Chiunque frequenti persone sopra i 65 anni avrà notato che, spesso, dormono meno delle classiche sette-otto ore consigliate senza apparenti segnali di affaticamento o cali nella mente. In casa, chi vive con anziani nota spesso un sonno più breve e spezzettato rispetto alla media generale. Ma dove sta il limite tra una naturale diminuzione del riposo e un disturbo che richiede un’occhiata medica?
Come cambia il sonno con l’età e cosa indica la durata del riposo
Col passare degli anni il sonno muta parecchio. Spesso chi ha superato i 65 mostra un sonno leggero, più frammentato, con un tempo totale che si aggira intorno alle 7 ore – che rientra comunque nel range normale, tra 7 e 8 ore. Ma attenzione: non si tratta di una regola fissa. Quello che conta davvero è la qualità del riposo, non solo le ore passate a dormire. Il sonno tende a farsi meno profondo e più interrotto, influenzato dagli stimoli esterni e da certe abitudini giornaliere.

Molti anziani dormono tra le 6 e 6,5 ore, eppure non si sentono stanchi o con problemi cognitivi. Si parla di un fenomeno del tutto naturale, che non segnala necessariamente un disturbo. In realtà, il vero metro di misura non è tanto il numero di ore di sonno, quanto la capacità di affrontare la giornata con energia e lucidità. Questo aspetto – spesso sottovalutato – vale più di mille conteggi notturni.
Chi dorme più di 9 ore può sembrare in forma, ma non sempre è così. Alcuni studi indicano che, negli anziani, un sonno troppo lungo può associarsi a un aumento del rischio di mortalità e a un calo delle funzionalità cognitive. Forse non è la causa, ma un segnale di fragilità, malattie croniche o disturbi dell’umore che meritano attenzione. Insomma, meglio guardare il quadro generale e non solo la durata del sonno.

Quando dormire meno è normale e quando è necessario intervenire
Il sonno cambia – è un dato di fatto – e spesso si accorcia con l’età senza creare problemi. Dormire meno di sette ore può rientrare tra le caratteristiche normali dell’invecchiamento, soprattutto se, durante il giorno, la persona resta sveglia e senza segni di affaticamento. Basta pensare a tante famiglie in Italia dove questo è la norma.
Ma c’è un “ma”. Se la riduzione del sonno si accompagna a stanchezza persistente, difficoltà a concentrarsi, irritabilità o aumento del rischio di cadute in casa, allora la qualità del riposo è scarsa e serve una valutazione medica. L’equilibrio tra quantità e qualità del sonno diventa, in questi casi, fondamentale per prevenire problemi più seri.
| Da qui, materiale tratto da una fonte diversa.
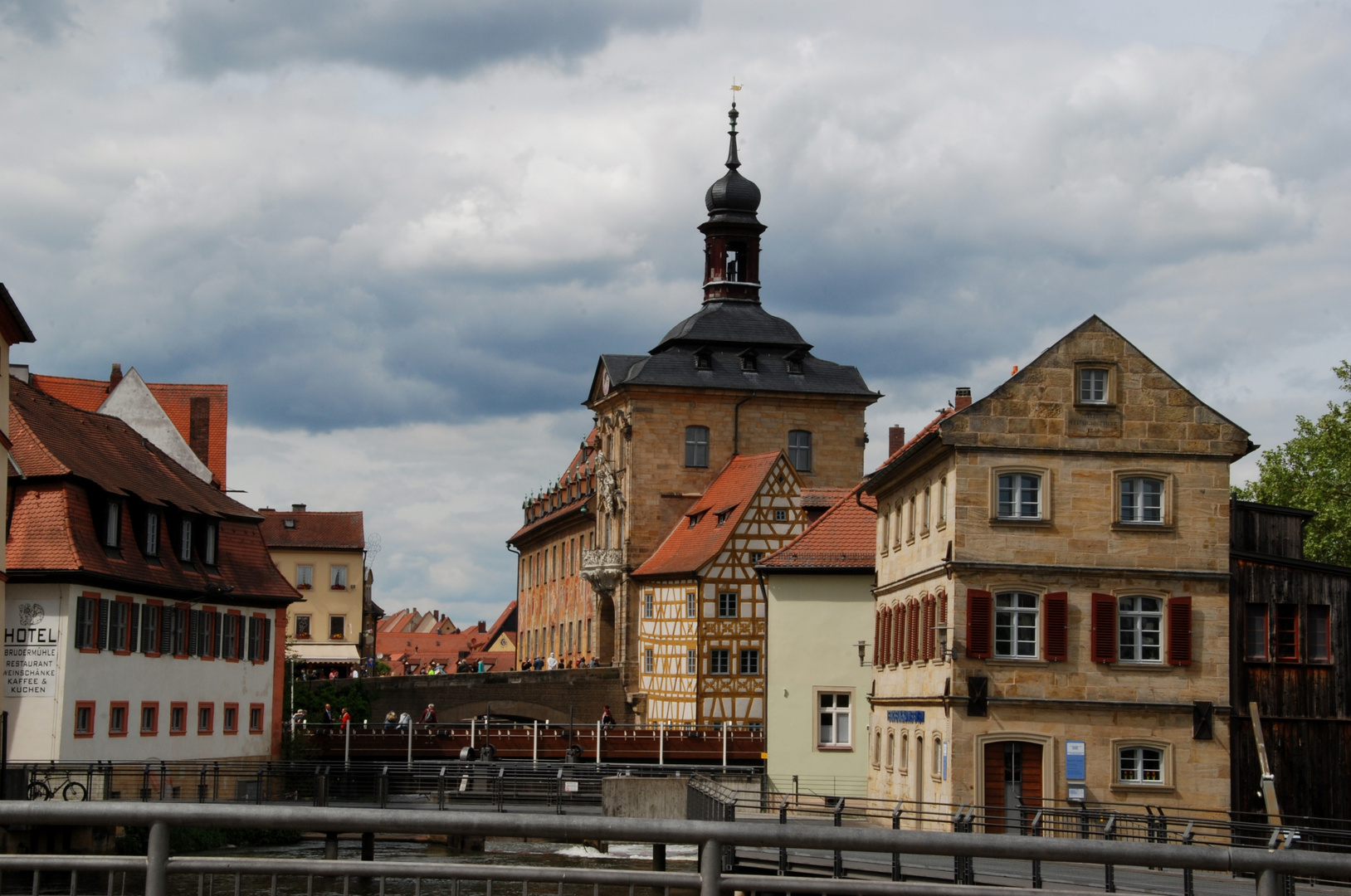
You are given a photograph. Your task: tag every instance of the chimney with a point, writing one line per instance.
(895, 440)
Cresce, poi, la tendenza negli anziani a concedersi il riposino pomeridiano, un comportamento comune e del tutto fisiologico. Il totale di sonno nelle 24 ore – notturno più pisolini – offre una visione più ampia e realistica della situazione. Nei mesi più freddi e con giornate più corte, questi riposini si fanno più frequenti, un adattamento che tra l’altro non guasta.
Dormire bene per vivere bene: indicazioni per un riposo efficace dopo i 65 anni
Per chi ha passato i 65 anni, un sonno di circa 7 ore rimane un buon punto di riferimento, anche se è normale oscillare tra 6 e 8 ore circa. Non serve fissarsi su numeri precisi: l’obiettivo vero è riposare abbastanza da affrontare il giorno con energia sufficiente e sicurezza nei movimenti. Molte variazioni nella durata del sonno sono – lo diciamo senza mezzi termini – un adattamento naturale all’età che avanza.
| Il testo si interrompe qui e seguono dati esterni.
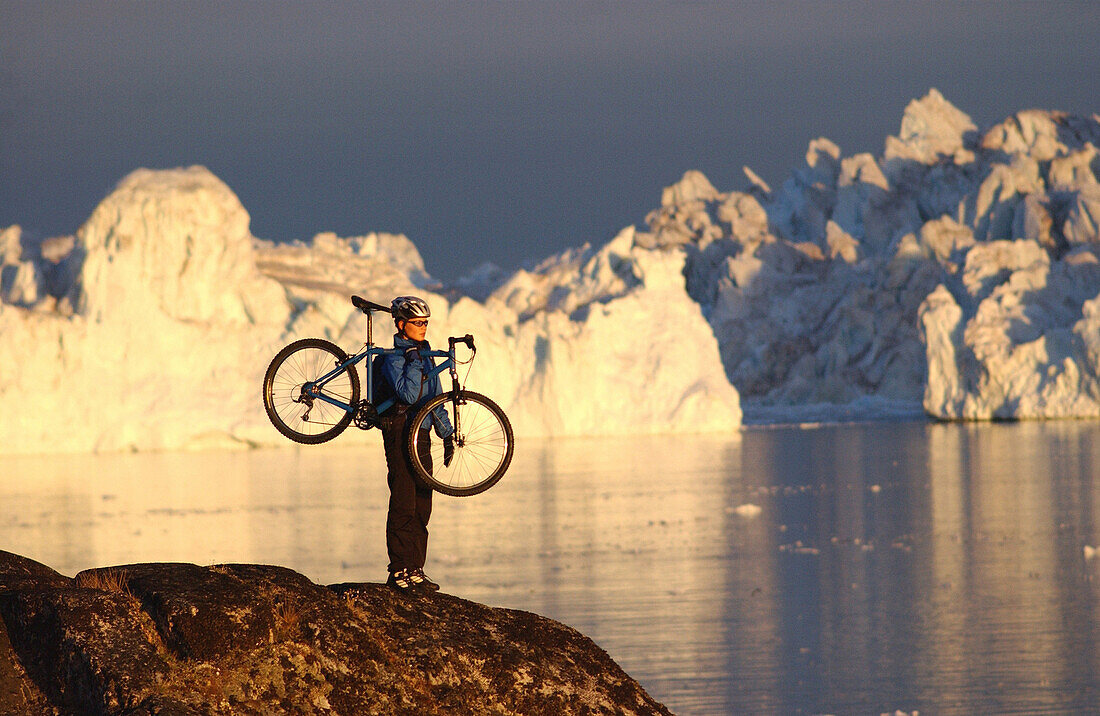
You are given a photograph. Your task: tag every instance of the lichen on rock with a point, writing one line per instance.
(257, 639)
Quando il sonno smette di sostenere l’equilibrio psicofisico, ecco allora che si deve pensare a uno specialista. Fino ad allora, va osservata una serie di fattori: la qualità della notte, il tempo totale dormito e l’energia durante il giorno. Sono questi segnali a dire se si sta bene, anche con un sonno che sembrerebbe “ridotto”.
Negli ultimi tempi, considerando città del Nord Italia o Lazio, la tendenza è quella di combinare sonno notturno con qualche pisolino pomeridiano, per ottenere un ritmo più flessibile e personale. Una strategia adattativa che dimostra come – alla fine – non serva inseguire un numero fisso di ore, ma puntare al benessere reale, tangibile.